- Episode no.: Season 4 Episode 10
- Directed by: Dan Attias
- Written by: Alex Gansa; Howard Gordon;
- Production code: 4WAH10
- Original air date: December 7, 2014
- Running time: 45 minutes

Guest appearances
- Numan Acar as Haissam Haqqani; Mark Moses as Dennis Boyd; Nimrat Kaur as Tasneem Qureishi; Raza Jaffrey as Aasar Khan; Maury Sterling as Max; Michael O'Keefe as John Redmond;

Episode chronology
| ← Previous "There's Something Else Going On" | Next → "Krieg Nicht Lieb" |
- Homeland season 4

= 13 Hours in Islamabad =

"13 Hours in Islamabad" is the tenth episode of the fourth season of the American television drama series Homeland, and the 46th episode overall.

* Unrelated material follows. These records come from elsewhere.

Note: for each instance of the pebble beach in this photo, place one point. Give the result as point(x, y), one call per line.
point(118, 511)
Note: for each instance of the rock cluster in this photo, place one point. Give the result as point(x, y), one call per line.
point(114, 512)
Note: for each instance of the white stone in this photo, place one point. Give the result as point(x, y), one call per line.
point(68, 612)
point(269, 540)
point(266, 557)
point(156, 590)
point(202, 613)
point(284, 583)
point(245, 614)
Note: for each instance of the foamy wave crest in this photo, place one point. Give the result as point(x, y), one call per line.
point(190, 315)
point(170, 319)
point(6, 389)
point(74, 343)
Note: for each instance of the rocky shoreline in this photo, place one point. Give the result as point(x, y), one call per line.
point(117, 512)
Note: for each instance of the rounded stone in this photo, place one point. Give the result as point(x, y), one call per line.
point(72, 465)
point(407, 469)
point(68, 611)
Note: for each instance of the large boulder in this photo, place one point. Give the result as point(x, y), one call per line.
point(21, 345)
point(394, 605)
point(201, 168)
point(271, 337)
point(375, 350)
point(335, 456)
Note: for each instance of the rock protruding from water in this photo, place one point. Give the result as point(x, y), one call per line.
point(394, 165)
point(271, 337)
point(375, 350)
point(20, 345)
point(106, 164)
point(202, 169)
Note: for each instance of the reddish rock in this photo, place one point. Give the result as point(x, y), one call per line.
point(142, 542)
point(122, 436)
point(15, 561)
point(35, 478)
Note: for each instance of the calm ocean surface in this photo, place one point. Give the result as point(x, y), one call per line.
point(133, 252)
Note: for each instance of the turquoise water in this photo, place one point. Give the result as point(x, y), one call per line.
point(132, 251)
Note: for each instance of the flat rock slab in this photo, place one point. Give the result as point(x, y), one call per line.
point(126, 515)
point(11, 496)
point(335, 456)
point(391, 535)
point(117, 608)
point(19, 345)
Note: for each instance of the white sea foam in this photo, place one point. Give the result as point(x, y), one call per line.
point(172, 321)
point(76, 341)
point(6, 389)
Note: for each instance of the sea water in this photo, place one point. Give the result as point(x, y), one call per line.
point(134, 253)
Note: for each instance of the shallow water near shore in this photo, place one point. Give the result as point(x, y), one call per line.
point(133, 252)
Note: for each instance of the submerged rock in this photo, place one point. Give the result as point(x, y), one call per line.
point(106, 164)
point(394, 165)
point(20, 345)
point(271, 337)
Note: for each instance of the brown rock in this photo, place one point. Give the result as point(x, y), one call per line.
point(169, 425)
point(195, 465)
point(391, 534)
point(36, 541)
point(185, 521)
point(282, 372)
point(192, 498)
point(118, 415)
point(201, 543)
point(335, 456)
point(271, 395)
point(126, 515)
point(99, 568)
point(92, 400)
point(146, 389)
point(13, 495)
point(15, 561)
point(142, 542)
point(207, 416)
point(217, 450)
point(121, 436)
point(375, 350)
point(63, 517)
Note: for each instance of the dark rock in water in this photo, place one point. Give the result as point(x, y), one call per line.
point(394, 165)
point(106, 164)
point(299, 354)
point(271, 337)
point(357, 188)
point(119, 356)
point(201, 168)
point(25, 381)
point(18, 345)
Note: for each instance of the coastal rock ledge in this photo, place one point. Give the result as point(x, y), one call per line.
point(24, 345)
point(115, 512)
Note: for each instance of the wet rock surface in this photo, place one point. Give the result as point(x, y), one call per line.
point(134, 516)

It premiered on Showtime on December 7, 2014.

== Plot ==
Carrie (Claire Danes) and Saul (Mandy Patinkin) are pulled from the damaged van by the Marines, but John Redmond (Michael O'Keefe) did not survive. Quinn (Rupert Friend) uses the radio to ask the Marines to return, but Taliban soldiers shoot from nearby buildings, pinning them down. Martha (Laila Robins), Dennis (Mark Moses), and Lockhart (Tracy Letts) hide in the vault, a secure lockdown room, with a package containing the names of all CIA informants in Pakistan. Haissam Haqqani (Numan Acar) and his Taliban soldiers arrive. They gun down many embassy personnel and keep the survivors as hostages.

As Marines are hit around Carrie, she phones Col. Aasar Khan (Raza Jaffrey), asking him to send the Pakistani military. However, Tasneem Qureishi (Nimrat Kaur) reveals that the ISI is helping the Taliban, to Khan's disapproval. Tasneem tells Khan to delay the soldiers by 10 minutes.

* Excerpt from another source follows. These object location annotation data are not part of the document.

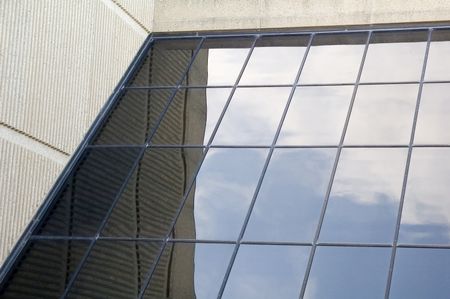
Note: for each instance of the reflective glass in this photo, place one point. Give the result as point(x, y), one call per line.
point(346, 272)
point(267, 271)
point(115, 269)
point(253, 116)
point(224, 188)
point(291, 196)
point(395, 56)
point(433, 126)
point(89, 192)
point(191, 116)
point(333, 58)
point(316, 116)
point(421, 273)
point(382, 114)
point(426, 211)
point(364, 199)
point(134, 117)
point(153, 195)
point(189, 270)
point(275, 61)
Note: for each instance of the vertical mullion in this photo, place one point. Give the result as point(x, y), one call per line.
point(408, 162)
point(333, 172)
point(191, 184)
point(263, 172)
point(127, 178)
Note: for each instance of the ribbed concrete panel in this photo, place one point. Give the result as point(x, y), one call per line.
point(25, 178)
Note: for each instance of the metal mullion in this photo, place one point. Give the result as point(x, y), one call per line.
point(191, 184)
point(125, 183)
point(333, 172)
point(408, 163)
point(263, 172)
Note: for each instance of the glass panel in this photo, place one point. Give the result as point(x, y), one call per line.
point(190, 271)
point(421, 273)
point(395, 56)
point(363, 203)
point(426, 212)
point(291, 196)
point(192, 116)
point(253, 116)
point(166, 63)
point(346, 272)
point(334, 58)
point(433, 126)
point(115, 269)
point(438, 65)
point(134, 117)
point(316, 116)
point(225, 185)
point(45, 269)
point(267, 271)
point(153, 195)
point(89, 192)
point(275, 60)
point(382, 114)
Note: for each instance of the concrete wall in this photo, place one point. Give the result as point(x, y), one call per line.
point(59, 62)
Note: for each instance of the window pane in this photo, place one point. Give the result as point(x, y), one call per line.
point(421, 273)
point(253, 116)
point(433, 126)
point(363, 203)
point(224, 188)
point(291, 196)
point(267, 272)
point(316, 116)
point(382, 114)
point(346, 272)
point(395, 56)
point(426, 211)
point(334, 58)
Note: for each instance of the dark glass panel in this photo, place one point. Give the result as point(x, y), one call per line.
point(275, 60)
point(364, 199)
point(433, 125)
point(346, 272)
point(382, 114)
point(421, 273)
point(190, 270)
point(253, 116)
point(225, 185)
point(45, 269)
point(192, 116)
point(316, 116)
point(134, 117)
point(395, 56)
point(166, 63)
point(334, 58)
point(115, 269)
point(426, 211)
point(154, 193)
point(291, 196)
point(89, 192)
point(267, 271)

Quinn and a Marine succeed in killing some of the Taliban. Haqqani goes to the vault and demands it be opened and demands the package of informants. He executes several embassy personnel. Against Martha's wishes, Lockhart yields and opens the vault. The package is handed over. However, Haqqani executes Fara Sherazi (Nazanin Boniadi) regardless. Before he can execute the others, Quinn and the Marine open fire on the group; Haqqani is wounded but escapes. Carrie, Saul, and the bodies of Marines are brought back to the embassy by the Pakistani military.

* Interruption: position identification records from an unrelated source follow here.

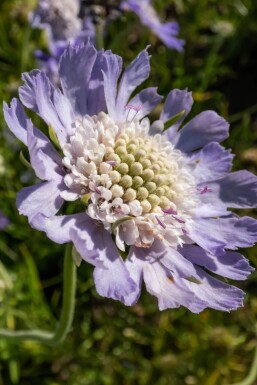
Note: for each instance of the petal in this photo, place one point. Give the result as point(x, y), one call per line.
point(3, 221)
point(212, 162)
point(215, 294)
point(64, 110)
point(146, 100)
point(230, 265)
point(133, 76)
point(43, 198)
point(90, 240)
point(75, 69)
point(134, 263)
point(113, 280)
point(238, 189)
point(204, 128)
point(111, 73)
point(176, 101)
point(16, 119)
point(57, 228)
point(47, 110)
point(44, 159)
point(167, 287)
point(96, 99)
point(47, 102)
point(27, 92)
point(214, 235)
point(149, 17)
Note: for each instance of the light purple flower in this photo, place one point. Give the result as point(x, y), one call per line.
point(60, 19)
point(3, 221)
point(166, 32)
point(159, 192)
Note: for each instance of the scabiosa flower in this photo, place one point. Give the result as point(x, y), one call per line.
point(60, 19)
point(166, 32)
point(155, 196)
point(3, 221)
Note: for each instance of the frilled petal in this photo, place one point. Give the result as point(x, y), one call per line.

The White House cuts relations with Pakistan and prepares to evacuate the surviving embassy personnel. Dennis asks Martha for a belt to commit suicide with, in order to lower the impact on Martha's career, but he changes his mind. Max grieves over Fara's death. Quinn decides to take matters into his own hands. He abducts Farhad Ghazi, the ISI agent who kidnapped Saul, and prepares to torture him in a warehouse. Carrie is given permission to stay behind for five more days, in order to find Quinn and bring him home.

== Production ==
The episode was directed by Dan Attias and written by series co-creators Alex Gansa and Howard Gordon.

== Reception ==
=== Ratings ===
The original broadcast of the episode was watched by 1.95 million viewers, an increase of over 200,000 from the previous episode.

=== Critical response ===
"13 Hours in Islamabad" received critical acclaim. The review aggregator website Rotten Tomatoes reported a 100% approval rating from critics based on 13 reviews. The website's consensus reads, "Homeland continues to impress this season, as "13 Hours in Islamabad" is a tense, action-packed installment that features outstanding performances and some shocking plot turns."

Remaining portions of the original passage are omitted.